Up until 2,000 years ago, Dr. Thompson and her colleagues found, people in Malawi belonged to the same ancestral group as hunter-gatherers in southern Africa. “This was a hugely widespread population,” she said.

But something happened: Living Malawians have no genetic connection to those who lived there before. These ancient people must have disappeared virtually without descendants in Malawi.

It’s possible, Dr. Thompson said, that Bantu farmers drove hunter-gatherers out of places like Malawi. The surviving hunter-gatherers ended up in deserts and other places that weren’t good for crops and livestock.

In East Africa, the transition may not have been so stark.

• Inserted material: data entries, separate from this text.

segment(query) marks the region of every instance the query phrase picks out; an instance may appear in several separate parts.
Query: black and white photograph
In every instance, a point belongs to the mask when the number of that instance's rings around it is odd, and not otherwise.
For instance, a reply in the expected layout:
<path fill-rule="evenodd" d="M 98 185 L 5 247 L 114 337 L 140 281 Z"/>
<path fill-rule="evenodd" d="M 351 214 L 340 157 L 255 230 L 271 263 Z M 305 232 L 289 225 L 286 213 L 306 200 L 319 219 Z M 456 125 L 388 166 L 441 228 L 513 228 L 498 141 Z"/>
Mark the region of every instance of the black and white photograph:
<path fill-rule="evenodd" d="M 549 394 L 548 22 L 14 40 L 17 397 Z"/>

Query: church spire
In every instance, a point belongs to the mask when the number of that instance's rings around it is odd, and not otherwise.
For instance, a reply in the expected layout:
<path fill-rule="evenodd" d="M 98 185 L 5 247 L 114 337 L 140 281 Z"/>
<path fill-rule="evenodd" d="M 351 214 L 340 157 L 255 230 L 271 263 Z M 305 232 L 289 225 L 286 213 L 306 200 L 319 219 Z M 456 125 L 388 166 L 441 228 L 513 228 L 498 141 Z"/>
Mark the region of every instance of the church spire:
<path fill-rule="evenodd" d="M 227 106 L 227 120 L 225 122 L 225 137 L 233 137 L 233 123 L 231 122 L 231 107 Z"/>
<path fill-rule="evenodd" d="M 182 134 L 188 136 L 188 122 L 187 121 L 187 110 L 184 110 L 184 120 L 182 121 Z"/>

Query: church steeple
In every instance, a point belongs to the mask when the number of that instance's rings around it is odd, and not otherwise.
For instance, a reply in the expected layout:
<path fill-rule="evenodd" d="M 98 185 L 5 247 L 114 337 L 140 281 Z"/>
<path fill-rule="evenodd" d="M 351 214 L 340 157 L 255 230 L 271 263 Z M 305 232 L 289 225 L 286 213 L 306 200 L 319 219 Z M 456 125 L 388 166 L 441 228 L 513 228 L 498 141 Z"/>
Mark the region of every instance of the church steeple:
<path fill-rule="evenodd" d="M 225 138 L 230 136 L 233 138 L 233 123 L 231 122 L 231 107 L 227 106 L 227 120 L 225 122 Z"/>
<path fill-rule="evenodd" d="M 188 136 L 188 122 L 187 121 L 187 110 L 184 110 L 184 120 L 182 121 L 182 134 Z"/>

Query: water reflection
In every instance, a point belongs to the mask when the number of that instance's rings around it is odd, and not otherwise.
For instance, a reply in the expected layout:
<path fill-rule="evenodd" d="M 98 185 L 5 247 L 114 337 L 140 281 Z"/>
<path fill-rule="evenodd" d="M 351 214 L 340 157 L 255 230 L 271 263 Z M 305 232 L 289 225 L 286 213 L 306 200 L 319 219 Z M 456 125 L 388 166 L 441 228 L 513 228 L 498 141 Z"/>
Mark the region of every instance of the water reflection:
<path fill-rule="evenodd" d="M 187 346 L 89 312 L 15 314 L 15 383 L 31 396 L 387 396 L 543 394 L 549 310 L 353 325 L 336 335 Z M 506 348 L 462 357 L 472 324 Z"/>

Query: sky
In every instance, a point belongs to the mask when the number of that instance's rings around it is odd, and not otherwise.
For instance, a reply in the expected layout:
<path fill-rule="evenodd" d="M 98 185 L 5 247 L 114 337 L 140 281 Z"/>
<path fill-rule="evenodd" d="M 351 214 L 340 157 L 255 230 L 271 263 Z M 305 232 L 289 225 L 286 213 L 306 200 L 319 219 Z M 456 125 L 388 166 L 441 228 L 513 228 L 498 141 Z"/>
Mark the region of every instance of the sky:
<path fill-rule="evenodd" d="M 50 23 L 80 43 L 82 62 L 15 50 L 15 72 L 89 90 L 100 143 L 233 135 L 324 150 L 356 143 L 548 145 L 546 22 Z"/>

There, modern people can trace much of their ancestry to the Bantu, suggesting a blending of populations.

But some people also inherited a mix of other ancestries, including genes from the Near East and some from the ancient East African hunter-gatherers.

Once again, this is the old-fashioned anthropology you aren’t supposed to mention in contemporary Rwanda: the Nilotic Tutsis are (back) on top, the Bantu Hutu are back to hewing wood and drawing water, and there are still a few semi-pygmy Twa in the forests. (The relationship between Tutsis and Bantus in Rwanda are similar to the relationship between whites and Amerindians in, say, Mexico. In both countries, the ruling caste enforces an ideology denying what your lying eyes are telling you about who is in charge.)

The extremely tall woman is Ugandan President Kagame’s daughter Anne

Similarly, in the United States, the first sub-Saharan President was Nilotic rather than Bantu like the vast majority of African-Americans.